The first chapter shows ‘’the level of sexual violence worldwide is likely declining, not increasing,  as claimed by senior UN officials’’.

That means that a one-sided narrative was created on wartime sexual violence and when analysing this issue the international community and policy makers need to use more reliable data, background studies and better available evidences.

Merz adds that ‘’the highest levels of reported sexual violence occurred in only 9 percent of the years in which countries were involved in conflict, between 2000 and 2009.’’

So, to create better and effective polices it is necessary a better understanding that wartime sexual violence’s level varies across countries and assumptions of high level of sexual violence in some countries should not be generalised.

The report also shows that countries like Bosnia and Rwanda are examples of the use of rape as weapon of war. However recent studies indicate that sexual violence is no longer applied as war strategy.

Furthermore, domestic sexual violence is the most common case of wartime sexual violence, but it is the most ignored by the international community and policy makers.

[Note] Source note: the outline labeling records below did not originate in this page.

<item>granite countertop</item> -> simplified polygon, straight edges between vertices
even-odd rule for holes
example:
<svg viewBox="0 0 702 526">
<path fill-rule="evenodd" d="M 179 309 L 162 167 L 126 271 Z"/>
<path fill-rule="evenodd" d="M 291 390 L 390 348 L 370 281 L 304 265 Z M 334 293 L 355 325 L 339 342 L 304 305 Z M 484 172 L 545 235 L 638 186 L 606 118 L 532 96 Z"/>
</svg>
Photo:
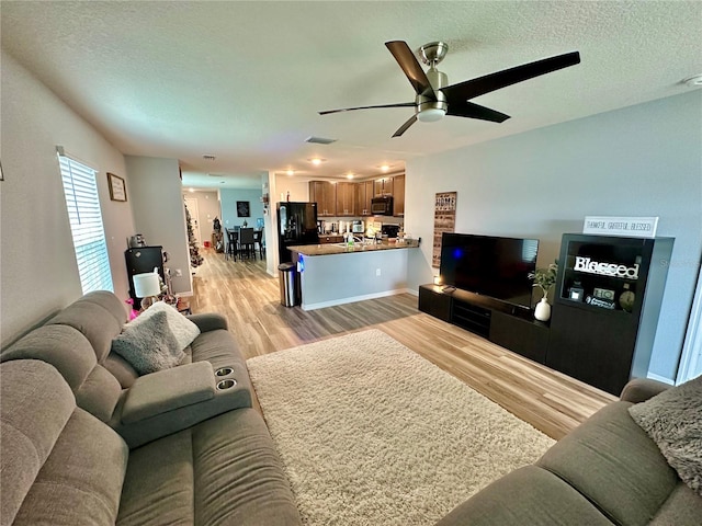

‘‘Sexual violence against children in wartime is perpetrated by family members and acquaintances—not strangers or combatants, ’’states the report.

When looking at the impact of war on children’s education, data of 25 countries showed that ‘’during many conflict periods, educational outcomes—counter intuitively —improve on average.’’ Senegal and Democratic Republic of the Congo are cited as examples.

‘’ A global analysis conducted for the World Development Report has actually found that on average education outcomes are increasing in conflict effected countries,’’ added Merz.

The report also showed that the number of deaths during conflicts has dropped in the past 30 years followed by a declined in war sexual violence.